Self‐perceived mouthfeel and physico‐chemical surface effects after chewing gums containing sorbitol and Magnolia bark extract

2017 
The European Food Safety Authority recognizes the contribution of sugar-free chewing gum to oral health through increased salivation, clearance of food debris, and neutralization of biofilm pH. Magnolia bark extract is a gum additive shown to reduce the prevalence of bad-breath bacteria but its effects on self-perceived mouthfeel are unknown. This paper aims to relate the effects of sorbitol-containing chewing gum, with and without Magnolia bark extract, on tooth-surface hydrophobicity and salivary-film composition with self-perceived mouthfeel. In a crossover clinical trial, volunteers chewed sorbitol-containing gum, with or without Magnolia bark extract added, three times daily during a 4-wk time period.
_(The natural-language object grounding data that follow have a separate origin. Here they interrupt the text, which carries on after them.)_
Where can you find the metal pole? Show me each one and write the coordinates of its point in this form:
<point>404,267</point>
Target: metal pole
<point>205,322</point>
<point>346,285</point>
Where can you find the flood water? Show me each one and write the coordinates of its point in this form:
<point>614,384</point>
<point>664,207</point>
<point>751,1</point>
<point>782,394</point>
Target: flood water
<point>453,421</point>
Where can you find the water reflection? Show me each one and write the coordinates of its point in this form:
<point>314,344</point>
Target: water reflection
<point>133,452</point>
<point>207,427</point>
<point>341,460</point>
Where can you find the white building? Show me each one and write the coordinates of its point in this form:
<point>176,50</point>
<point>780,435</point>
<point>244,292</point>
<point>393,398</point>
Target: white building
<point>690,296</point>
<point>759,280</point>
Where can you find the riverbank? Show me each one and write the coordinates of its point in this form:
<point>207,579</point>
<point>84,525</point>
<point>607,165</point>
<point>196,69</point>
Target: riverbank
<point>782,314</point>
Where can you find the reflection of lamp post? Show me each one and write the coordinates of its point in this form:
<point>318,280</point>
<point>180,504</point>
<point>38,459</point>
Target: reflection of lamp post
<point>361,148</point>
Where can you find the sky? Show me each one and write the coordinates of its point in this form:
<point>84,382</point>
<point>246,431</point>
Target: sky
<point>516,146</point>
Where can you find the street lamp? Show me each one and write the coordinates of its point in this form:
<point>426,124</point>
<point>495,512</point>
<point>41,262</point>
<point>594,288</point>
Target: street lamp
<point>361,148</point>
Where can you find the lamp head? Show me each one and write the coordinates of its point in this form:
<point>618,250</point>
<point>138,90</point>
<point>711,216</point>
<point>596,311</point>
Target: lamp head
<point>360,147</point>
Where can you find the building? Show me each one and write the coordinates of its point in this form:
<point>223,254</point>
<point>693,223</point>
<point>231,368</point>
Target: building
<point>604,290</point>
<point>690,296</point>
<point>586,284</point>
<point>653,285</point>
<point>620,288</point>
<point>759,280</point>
A subset of volunteers also chewed Parafilm as a mastication control. Oral moistness and tooth smoothness were assessed using questionnaires, and intra-oral water-contact angles were measured before, immediately after, and 60 min after, chewing. Simultaneously, saliva samples were collected, placed on glass slides, and the compositions of the adsorbed film were measured using X-ray photoelectron spectroscopy. Chewing of gum, regardless of whether or not it contained Magnolia bark extract, improved self-perceived mouthfeel up to 60 min, concurrent with a more hydrophilic tooth surface and an increased amount of O1s electrons bound at 532.6 eV in salivary films. Chewing of Parafilm affected neither tooth-surface hydrophobicity nor salivary-film composition. Accordingly, adsorption of sorbitol, rather than the presence of Magnolia bark extract or increased salivation, is responsible for improved self-perceived mouthfeel.